WASHINGTON (CN) – A truck driver who brought a federal wage class action prevailed at the Supreme Court on Tuesday in keeping the dispute out of arbitration.
“The parties’ private agreement may be crystal clear and require arbitration of every question under the sun, but that does not necessarily mean the [Federal Arbitration] Act authorizes a court to stay litigation and send the parties to an arbitral forum,” Justice Neil Gorsuch wrote for the mostly unanimous court.
In the underlying case, New Prime truck driver Dominic Oliveira brought his wage suit in court, rather than before an arbitrator, based on a subsection of the FAA that excludes “contracts of employment of … workers engaged in foreign or interstate commerce.”

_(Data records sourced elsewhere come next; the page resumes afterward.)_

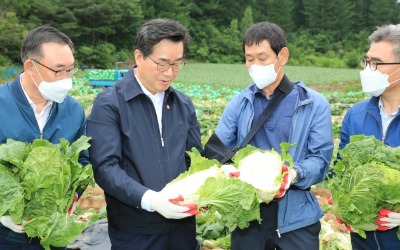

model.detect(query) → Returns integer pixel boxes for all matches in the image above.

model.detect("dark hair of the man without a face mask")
[135,18,191,57]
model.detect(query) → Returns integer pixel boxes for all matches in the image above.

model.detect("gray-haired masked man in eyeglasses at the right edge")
[339,24,400,250]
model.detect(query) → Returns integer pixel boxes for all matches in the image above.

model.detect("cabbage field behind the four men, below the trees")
[71,64,366,250]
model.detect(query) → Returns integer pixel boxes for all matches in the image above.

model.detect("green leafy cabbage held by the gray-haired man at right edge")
[328,135,400,239]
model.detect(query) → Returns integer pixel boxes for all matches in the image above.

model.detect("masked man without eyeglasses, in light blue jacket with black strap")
[211,22,333,250]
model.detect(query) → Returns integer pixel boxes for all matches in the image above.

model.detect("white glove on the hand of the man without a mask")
[150,191,192,219]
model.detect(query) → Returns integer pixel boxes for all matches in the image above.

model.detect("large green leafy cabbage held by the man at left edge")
[0,136,94,250]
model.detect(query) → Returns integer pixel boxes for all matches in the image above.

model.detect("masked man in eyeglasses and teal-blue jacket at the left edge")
[0,26,89,250]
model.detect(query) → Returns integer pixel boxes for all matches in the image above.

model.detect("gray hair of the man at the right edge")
[368,24,400,62]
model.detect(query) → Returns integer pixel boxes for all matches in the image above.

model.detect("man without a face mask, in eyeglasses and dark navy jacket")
[87,19,202,250]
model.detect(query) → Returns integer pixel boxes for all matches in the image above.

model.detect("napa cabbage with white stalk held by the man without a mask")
[163,148,260,231]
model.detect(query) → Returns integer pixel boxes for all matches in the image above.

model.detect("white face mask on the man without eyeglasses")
[249,58,281,89]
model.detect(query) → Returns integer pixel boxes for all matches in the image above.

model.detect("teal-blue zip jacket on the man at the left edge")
[0,76,89,150]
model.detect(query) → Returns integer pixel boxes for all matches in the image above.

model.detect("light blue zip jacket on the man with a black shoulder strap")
[215,78,333,234]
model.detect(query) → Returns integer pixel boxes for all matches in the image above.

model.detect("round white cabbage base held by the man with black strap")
[238,151,283,203]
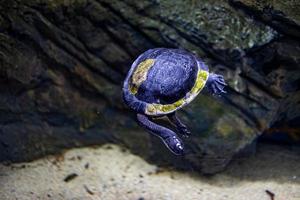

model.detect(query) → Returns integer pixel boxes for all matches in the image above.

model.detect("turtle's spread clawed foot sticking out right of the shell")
[206,73,227,95]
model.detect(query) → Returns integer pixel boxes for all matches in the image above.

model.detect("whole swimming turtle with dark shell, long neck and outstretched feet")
[122,48,226,155]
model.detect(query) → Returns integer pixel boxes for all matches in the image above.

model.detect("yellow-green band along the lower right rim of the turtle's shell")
[146,69,209,115]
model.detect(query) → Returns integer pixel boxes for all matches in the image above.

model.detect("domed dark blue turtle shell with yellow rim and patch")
[123,48,209,116]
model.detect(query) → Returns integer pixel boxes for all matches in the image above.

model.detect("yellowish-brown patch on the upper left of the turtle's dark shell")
[130,59,155,94]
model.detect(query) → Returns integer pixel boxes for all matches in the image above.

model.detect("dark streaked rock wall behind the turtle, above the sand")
[0,0,300,174]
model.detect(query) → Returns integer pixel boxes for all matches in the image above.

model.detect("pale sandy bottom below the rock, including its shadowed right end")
[0,145,300,200]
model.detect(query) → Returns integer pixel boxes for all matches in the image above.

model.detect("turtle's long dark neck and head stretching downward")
[137,114,184,155]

Oliveira and New Prime are indeed at odds over whether he worked for the company as an employee or independent contractor, but a federal judge found it indisputable that his employment contract showed him to be a worker engaged in interstate commerce.
New Prime petitioned the Supreme Court for relief after the First Circuit ruled against it as well, but Gorsuch put the challenge to rest once and for all.
The 15-page opinion emphasizes that “a court’s authority under the Arbitration Act to compel arbitration may be considerable, [but] it isn’t unconditional.”
Whereas Subsections 3 and 4 of the act tend to result in compelled arbitration and a stay of litigation, Gorsuch wrote “this authority doesn’t extend to all private contracts, no matter how emphatically they may express a preference for arbitration.”
“Given the statute’s terms and sequencing, we agree with the First Circuit that a court should decide for itself whether §1’s ‘contracts of employment’ exclusion applies before ordering arbitration,” he wrote.
Justice Brett Kavanaugh did not participate in either the consideration or decision of the case, but the ruling was otherwise unanimous.
Justice Ruth Bader Ginsburg wrote in a separate concurring opinion in which she cited occasions where Congress designed legislation to govern changing times and circumstances.
“As these illustrations suggest, sometimes, ‘words in statutes can enlarge or contract their scope as other changes, in law or in the world, require their application to new instances or make old applications anachronistic,’” she concluded.